Sugar sins aside, I have been reveling in cooking meals lately- a little too much. Every time I get a little too overwhelmed, I drop all and chop/bake/bubble away my anxieties. This disruptive and delicious hobby has to calm down, as the freezer is filling up faster than I’m eating. One appliance that has been assisting this obsession is, of course, the slow cooker. Other than consuming my time, it has been a saint. Fantastically convenient, it has also been letting me cook beans like a rockstar, which has been a great money saver. Health is more important than marks anyways, right? Right…

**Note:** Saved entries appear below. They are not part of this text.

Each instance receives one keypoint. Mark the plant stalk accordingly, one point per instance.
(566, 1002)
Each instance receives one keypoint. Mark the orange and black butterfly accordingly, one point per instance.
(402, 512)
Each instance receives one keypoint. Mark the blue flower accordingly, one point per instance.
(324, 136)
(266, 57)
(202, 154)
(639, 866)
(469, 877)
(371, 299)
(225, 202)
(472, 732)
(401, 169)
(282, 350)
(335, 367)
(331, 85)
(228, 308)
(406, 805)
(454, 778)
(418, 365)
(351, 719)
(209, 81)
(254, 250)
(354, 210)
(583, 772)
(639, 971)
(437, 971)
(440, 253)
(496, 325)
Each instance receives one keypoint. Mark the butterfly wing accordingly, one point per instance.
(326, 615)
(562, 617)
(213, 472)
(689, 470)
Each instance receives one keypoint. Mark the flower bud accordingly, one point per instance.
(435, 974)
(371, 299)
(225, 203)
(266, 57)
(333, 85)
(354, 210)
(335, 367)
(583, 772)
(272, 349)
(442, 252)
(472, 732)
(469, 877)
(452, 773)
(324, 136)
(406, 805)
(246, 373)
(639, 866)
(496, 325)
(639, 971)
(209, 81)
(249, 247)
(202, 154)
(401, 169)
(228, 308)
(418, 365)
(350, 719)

So far my favourite recipe that has come out of the slow cooker is a fantastic Mexican black bean soup. I ate it every day for a week, and never once groaned. THAT good. The recipe was more than just inspired by Smitten Kitchen (http://smittenkitchen.com/2010/01/black-bean-soup-toasted-cumin-seed-crema/), which is a fantastic blog with great pictures. I took this recipe word for word, and then added a few touches of my own (maybe she’s not a fan, but I know that for me, it isn’t Mexican if there isn’t cilantro!). So here it is, a dirt cheap, rib sticking, crazy luscious black bean soup!

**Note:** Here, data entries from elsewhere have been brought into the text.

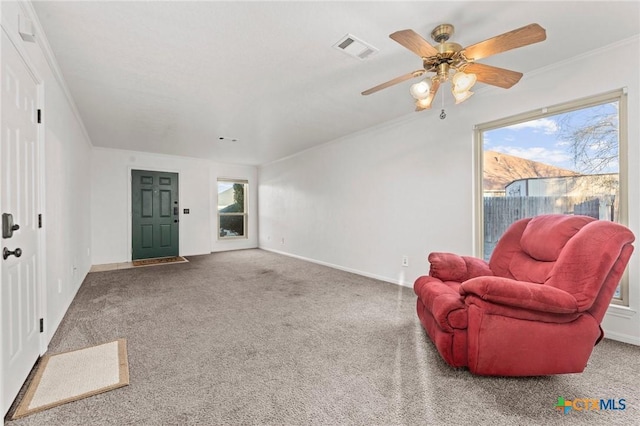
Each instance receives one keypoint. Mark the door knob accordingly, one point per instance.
(6, 253)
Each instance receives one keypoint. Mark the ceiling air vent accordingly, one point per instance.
(353, 46)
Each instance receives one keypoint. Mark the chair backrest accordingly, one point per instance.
(578, 254)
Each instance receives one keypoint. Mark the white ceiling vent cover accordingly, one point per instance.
(353, 46)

BEST Black Bean Slow Cooker Soup
The name says it all. So easy, you just throw dry, unsoaked beans in a pot with all kinds of other yummy-ness, go away for a few hours, and come back to a very memorable meal. Make sure you serve this with classic Mexican extras- tortilla chips, avacado, fresh cut tomatoes, and a lovely little dollop of crème fraiche (substitute sour cream if you don’t have this handy- you’ll be happy either way).
1 Tbsp olive oil
1 large red onion, chopped
1 medium red bell pepper, chopped
1 medium green bell pepper, chopped
4 garlic cloves, chopped
1 Tbsp + 2 tsp cumin
1 ½ c dried black beans
1 tbsp chipotle puree **
7 c boiling water
¼ c fresh lime juice
2 tsp sea salt
¼ tsp black pepper
¼ c fresh cilantro, chopped
1) In a large pan, heat olive oil on medium heat. Add onions and peppers, sautéing them until onions get nice and translucent and the edges start to brown. Should take about ten minutes. Add garlic and cumin when you think the sautéing is just about done, and stir until nice and fragrant.
2) Transfer the whole mixture to a 6-quart slow cooker. Pour in beans, chipotles, and 7 cups of hot water.
3) Cover the slow cooker and set on high- I checked my beans at three hours and found that perfect, so start with three hours, then check. You may need to cook it another hour or two, depending on your slow cooker/beans.
4) When the beans are lovely and tender, turn the slow cooker to warm for serving, and stir in the limejuice, salt, and pepper. Taste, and if you find it could do with another cumin hit, throw a little more spice in to taste. If you plan on serving it right away, stir in the cilantro.
5) Transfer two cups of this finished soup into a blender (NOTE IF YOU HAVE A GLASS BLENDER: do not put in hot soup! It can crack! Cool down the soup first in a mini-ice bath, it shouldn’t take too long!). Blend until smooth. Stir back into the slow cooker.
6) Perfect! Add a little more salt if you think it needs it, and serve with crème fraiche, fresh chopped tomatoes, avocado, more cilantro, and a squirt of lime!
** I buy the chipotles in adobe sauce, and then just give them a whirl in the blender to make this puree.